Hello, everyone. Welcome to “Korean Folktales.” In this weekly corner, we introduce you to interesting and instructive Korean folk stories. I’m Jinny Na.

How much do you think three eggs cost? Of course, prices vary from store to store. But a man in the following story seems to be calculating the price of eggs in a very unique, yet ridiculous way.

Once upon a time, there lived a merchant who sold a variety of things, including vegetables, fruit and eggs, at the market. One day, as always, he opened his store and waited for customers to come. He saw a young man approaching the store. Looking at the eggs displayed on the stand, the customer hesitantly asked the merchant if he could buy twelve eggs on credit. He also said that he would pay the price later. The seller could tell the man was a poor guy just by looking at his shabby clothes and worn-out shoes. The vendor had no intention of doing him a favor. But he didn’t want to kick the first customer of the day out of his store cruelly, either. So he only gave three eggs, not twelve, to the young man and told him to go away. Although the amount was not exactly what he initially asked for, the poor man expressed his gratitude to the seller and disappeared. The merchant soon forgot about the man and the eggs.

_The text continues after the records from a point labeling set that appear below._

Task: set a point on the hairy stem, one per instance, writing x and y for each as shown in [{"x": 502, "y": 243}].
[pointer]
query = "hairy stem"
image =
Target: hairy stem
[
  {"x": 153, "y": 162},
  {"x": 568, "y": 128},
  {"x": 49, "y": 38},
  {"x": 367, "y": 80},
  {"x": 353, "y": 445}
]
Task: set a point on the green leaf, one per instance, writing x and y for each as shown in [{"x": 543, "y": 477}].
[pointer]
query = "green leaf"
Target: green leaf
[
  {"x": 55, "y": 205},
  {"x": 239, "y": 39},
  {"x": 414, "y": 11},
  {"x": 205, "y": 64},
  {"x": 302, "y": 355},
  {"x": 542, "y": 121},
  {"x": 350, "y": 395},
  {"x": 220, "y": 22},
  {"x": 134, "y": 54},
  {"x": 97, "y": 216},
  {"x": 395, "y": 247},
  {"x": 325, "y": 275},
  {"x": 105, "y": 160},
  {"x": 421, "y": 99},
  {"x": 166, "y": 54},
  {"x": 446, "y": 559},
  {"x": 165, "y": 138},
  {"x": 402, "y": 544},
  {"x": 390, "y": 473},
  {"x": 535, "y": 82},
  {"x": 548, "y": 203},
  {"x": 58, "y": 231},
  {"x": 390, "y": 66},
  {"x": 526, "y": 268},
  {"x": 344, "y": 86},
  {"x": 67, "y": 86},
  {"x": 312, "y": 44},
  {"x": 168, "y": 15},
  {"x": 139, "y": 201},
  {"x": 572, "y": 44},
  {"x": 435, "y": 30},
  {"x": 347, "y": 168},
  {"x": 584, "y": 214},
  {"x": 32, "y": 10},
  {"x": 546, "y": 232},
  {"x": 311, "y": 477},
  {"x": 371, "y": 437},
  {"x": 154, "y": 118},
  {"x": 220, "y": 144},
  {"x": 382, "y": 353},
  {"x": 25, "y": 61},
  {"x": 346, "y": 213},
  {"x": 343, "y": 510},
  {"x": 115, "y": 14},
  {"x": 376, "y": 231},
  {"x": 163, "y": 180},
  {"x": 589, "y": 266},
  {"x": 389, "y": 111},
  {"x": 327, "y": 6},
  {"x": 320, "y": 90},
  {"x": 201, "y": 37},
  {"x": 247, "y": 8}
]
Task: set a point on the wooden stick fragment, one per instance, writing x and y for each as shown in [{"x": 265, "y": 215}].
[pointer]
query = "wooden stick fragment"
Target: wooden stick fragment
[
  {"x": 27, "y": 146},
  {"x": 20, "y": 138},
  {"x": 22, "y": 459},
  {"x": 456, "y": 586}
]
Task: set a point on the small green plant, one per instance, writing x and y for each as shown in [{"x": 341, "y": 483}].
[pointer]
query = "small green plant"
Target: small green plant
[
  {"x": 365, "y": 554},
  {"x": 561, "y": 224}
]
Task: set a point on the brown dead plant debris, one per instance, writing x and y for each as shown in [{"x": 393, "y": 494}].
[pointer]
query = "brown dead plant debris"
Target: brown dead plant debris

Three years passed. The vendor was still selling things at the same market. One day, a well-dressed man came to the merchant and gave him a pouch filled with coins. “Sir, I’m here to pay the price of the three eggs you gave me three years ago. I’d like to say thank you again.” The egg seller stared at the man and recalled the poor young guy he had met years ago. To his surprise, the young man appeared to be very wealthy. The merchant imagined that the man had succeeded in his business and became rich. He opened the pouch and found a lot of coins, which were definitely worth far more than three eggs.

But he gave the pouch back to the man. “This is nonsense. How much do you think the eggs cost? Let me explain. Three chicks would have hatched from the three eggs and grew into three chickens. They would have laid eggs of their own. If we assume one chicken lays an egg every day, there would have been 365 eggs a year. The eggs would have become chicks again. In this way, think of how many eggs and chickens I could have had for the last three years?” The calculation itself was unreasonable, but the egg seller was obviously trying to get more money from the rich man. The customer said with a smile, “You’re right, sir. But chickens don’t grow naturally without eating. You would have fed them over the years too. I don’t think I have to pay the cost of the feed.”

The egg seller thought it made some sense. So, he began to calculate again, this time, by deducting the cost of feed. “OK, then, let’s start with one chicken eating a handful of feed a day. That would cost hmmm…” He was so focused on the difficult and complicated assessment that he didn’t even realize that the man had left. Before long, the merchant felt something was wrong. He looked around and discovered that both the man and the pouch were gone. He could have received a lot more money for what he had actually sold, but he lost the chance after all. He bitterly regretted having been so greedy, but it was too late.